A search of Scifinder (Chemical abstracts) using the structure above reveals one hit, the source being the expected one.[cite]10.1038/nchembio.1340[/cite]
A search of Reaxys (used to be Beilstein) reveals no hits in their own database, but one hit is noted in …
Pubchem, where it occurs as substance 163835830. The source is again cited correctly[cite]10.1038/nchembio.1340[/cite]. One of the properties reported is the InChI key: JSLVVAICXSKSEQ-UHFFFAOYSA-N. This is the same key generated from the structure drawing programs Chemdraw or ChemDoodle.
Google on the other hand finds nothing for JSLVVAICXSKSEQ-UHFFFAOYSA-N.[cite]10.1039/B502828K[/cite]
I also tried Google Scholar but again with no luck.

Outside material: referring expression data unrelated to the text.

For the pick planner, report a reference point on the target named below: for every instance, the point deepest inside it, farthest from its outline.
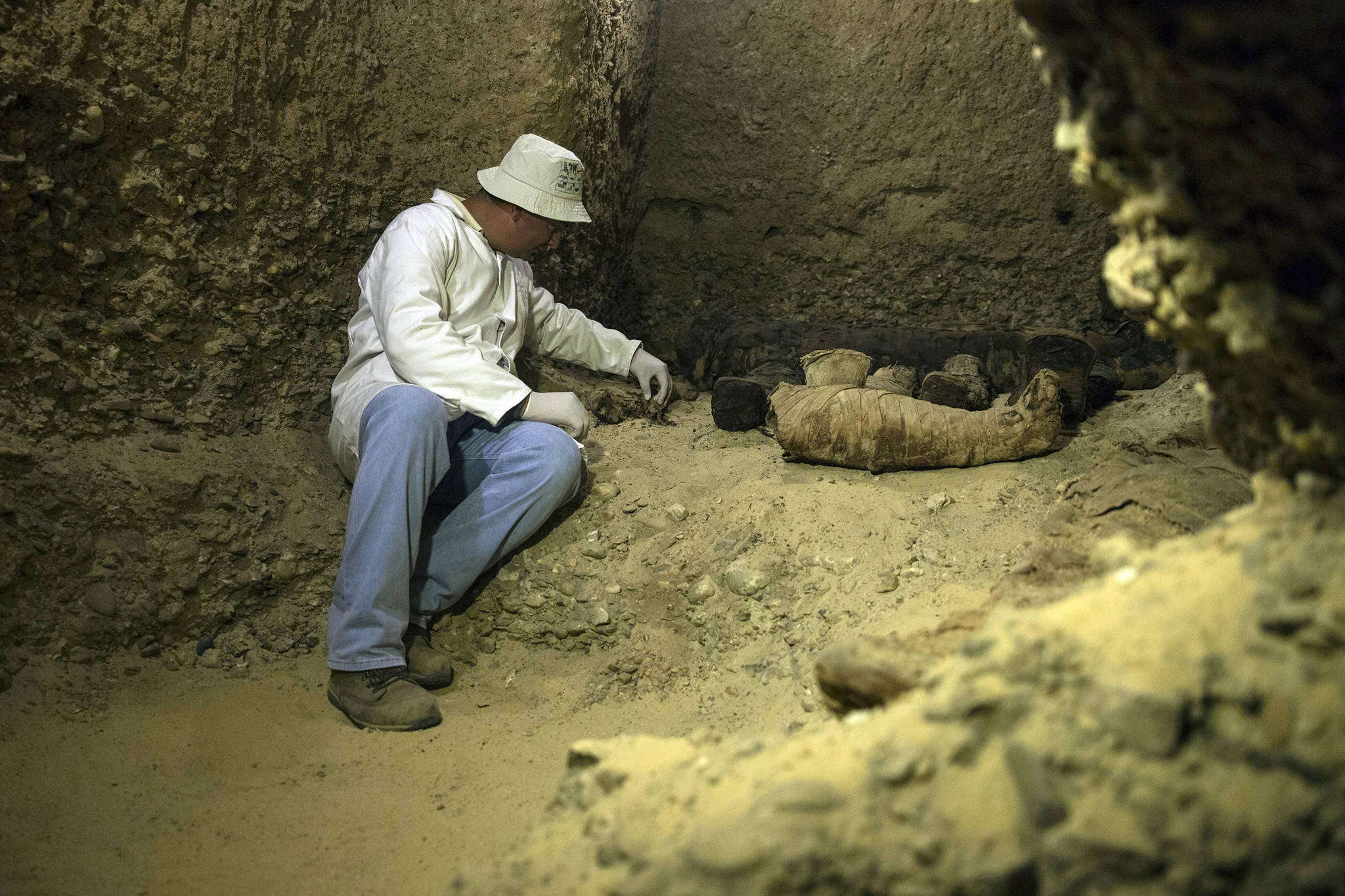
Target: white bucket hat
(541, 177)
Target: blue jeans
(433, 505)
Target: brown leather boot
(382, 699)
(428, 668)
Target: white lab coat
(439, 308)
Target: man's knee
(409, 410)
(556, 457)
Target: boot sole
(420, 725)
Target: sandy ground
(204, 782)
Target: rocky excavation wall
(1173, 726)
(1218, 133)
(188, 190)
(871, 161)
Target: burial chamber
(188, 192)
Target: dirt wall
(1218, 133)
(188, 191)
(871, 161)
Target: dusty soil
(242, 778)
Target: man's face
(522, 233)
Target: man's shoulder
(428, 217)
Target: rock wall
(868, 161)
(1174, 725)
(187, 191)
(1218, 133)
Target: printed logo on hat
(571, 179)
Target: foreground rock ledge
(1174, 729)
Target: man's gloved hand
(646, 368)
(558, 409)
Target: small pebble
(606, 490)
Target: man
(455, 463)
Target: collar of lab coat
(455, 205)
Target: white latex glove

So supporting information does appear to be indexed by both Chemical Abstracts and Pubchem; it is thankfully not a graveyard![cite]10.1186/s13321-016-0175-x[/cite] The chemical databases do return valuable additional information about the molecule, such as e.g. its InChI key and much else besides. Given that presumably the open PubChem resource IS indexed by Google, it must be a policy somewhere that prevents e.g. JSLVVAICXSKSEQ-UHFFFAOYSA-N from being found.

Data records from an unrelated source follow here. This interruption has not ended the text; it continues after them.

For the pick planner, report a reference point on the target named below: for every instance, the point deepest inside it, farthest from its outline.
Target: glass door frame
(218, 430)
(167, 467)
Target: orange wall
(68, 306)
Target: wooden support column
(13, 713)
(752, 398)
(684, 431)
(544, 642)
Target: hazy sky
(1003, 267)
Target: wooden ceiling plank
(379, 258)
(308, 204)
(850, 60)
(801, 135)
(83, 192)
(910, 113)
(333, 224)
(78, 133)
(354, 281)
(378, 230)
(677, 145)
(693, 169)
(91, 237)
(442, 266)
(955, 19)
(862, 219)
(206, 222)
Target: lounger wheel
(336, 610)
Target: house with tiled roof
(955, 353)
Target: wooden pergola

I suppose the next question might be Supporting information: chemical graveyard or invaluable resource for chemical spectra? I confess here that this post was in fact inspired by a previous one on the topic of the provenance of NMR spectra. And perhaps also with some input from the concept of sonification of spectra, in which an instrumental spectrum is converted into a sound signature to allow blind people access to such information.^‡ I wonder whether a sonified unique digital signature could be used to search for spectra, somewhat in the manner that InChI helped in tracking down (or not) the molecule above? I think it would be reasonable to say that e.g. NMR spectra as embedded in say a 907 page supporting information document are likely to be very much less FAIR[cite]10.1038/sdata.2016.18[/cite]. The solution there of course is better provenance and better metadata, as I previously mulled.

^†There are 262 numbered compounds reported in this article, many with much associated data.

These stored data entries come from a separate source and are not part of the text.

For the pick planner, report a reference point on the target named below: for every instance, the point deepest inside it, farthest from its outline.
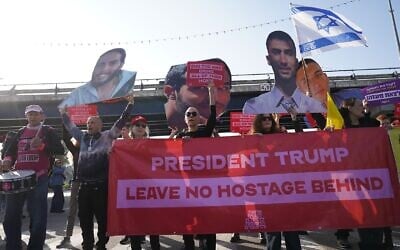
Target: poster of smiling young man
(285, 96)
(186, 86)
(108, 80)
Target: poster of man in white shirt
(285, 96)
(108, 80)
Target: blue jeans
(37, 208)
(57, 203)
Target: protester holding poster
(311, 80)
(108, 80)
(185, 90)
(93, 172)
(140, 130)
(192, 119)
(285, 96)
(352, 112)
(266, 124)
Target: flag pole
(306, 77)
(394, 26)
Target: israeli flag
(320, 30)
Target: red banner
(200, 73)
(241, 123)
(278, 182)
(80, 113)
(397, 110)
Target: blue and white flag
(320, 30)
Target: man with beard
(181, 96)
(108, 80)
(284, 97)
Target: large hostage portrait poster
(108, 81)
(300, 85)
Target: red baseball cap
(137, 119)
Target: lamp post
(394, 26)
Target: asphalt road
(56, 226)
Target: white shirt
(88, 94)
(271, 102)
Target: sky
(46, 41)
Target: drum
(17, 181)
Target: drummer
(31, 151)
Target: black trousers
(92, 201)
(210, 241)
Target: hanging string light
(184, 37)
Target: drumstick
(40, 128)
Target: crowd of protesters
(90, 150)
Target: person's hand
(212, 92)
(36, 143)
(6, 165)
(63, 110)
(174, 131)
(329, 128)
(130, 98)
(365, 105)
(293, 113)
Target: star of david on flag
(320, 30)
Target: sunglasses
(189, 114)
(140, 125)
(266, 118)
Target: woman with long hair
(269, 124)
(140, 130)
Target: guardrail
(151, 87)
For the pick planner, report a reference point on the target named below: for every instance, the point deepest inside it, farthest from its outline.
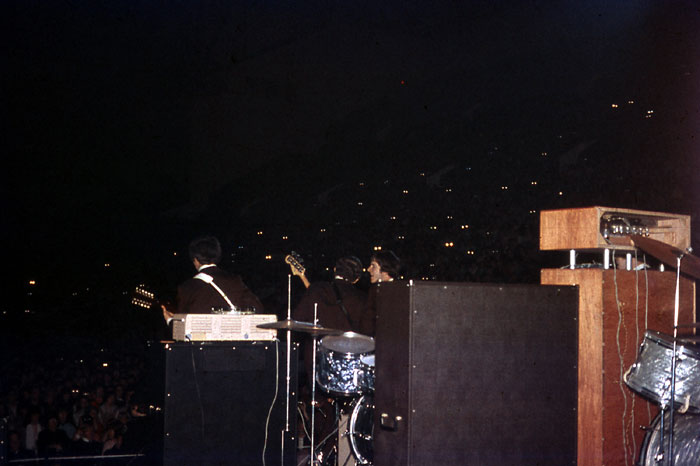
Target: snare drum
(345, 364)
(650, 376)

^‡I cannot help but wonder what a carbonyl group sounds like!

Author

Henry Rzepa

Henry Rzepa is Emeritus Professor of Computational Chemistry at Imperial College London.
View all posts

Tags: Carbon, chemical databases, chemical graveyard, chemical spectra, Chemistry, digital signature, Nature, Organic, Organic chemistry, Organic compound, Organic food, search engines, Technology/Internet

This entry was posted on Friday, March 31st, 2017 at 2:20 pm and is filed under Chemical IT. You can follow any responses to this entry through the RSS 2.0 feed. You can leave a response, or trackback from your own site.

3 Responses to “Supporting information: chemical graveyard or invaluable resource for chemical structures.”

Henry Rzepa says:

April 2, 2017 at 10:11 am

I came across this article: https://arxiv.org/abs/1702.00957v1 (it does not have a DOI) entitled “The Elephant in the Room of Density Functional Theory Calculations“. It relates to a very careful estimate of basis-set incompleteness errors for a test set of 211 molecules. This test set is likely to become highly useful for others investigating this phenomenon. So it was of interest to note that this test set has been thoughtfully deposited in a data repository and assigned the DOI: 10.18710/0EM0EL. Whenever I come across such a (potentially) valuable resource, I tend to ask myself “Is it FAIR”.

1. F=Findable. Well the set of 211 molecules certainly was. But the molecules themselves? Well, no. Their identity is contained in a single downloadable file called geometries.txt. The .txt rather gives it away, a free-form text file which contains 211 entries such as e.g.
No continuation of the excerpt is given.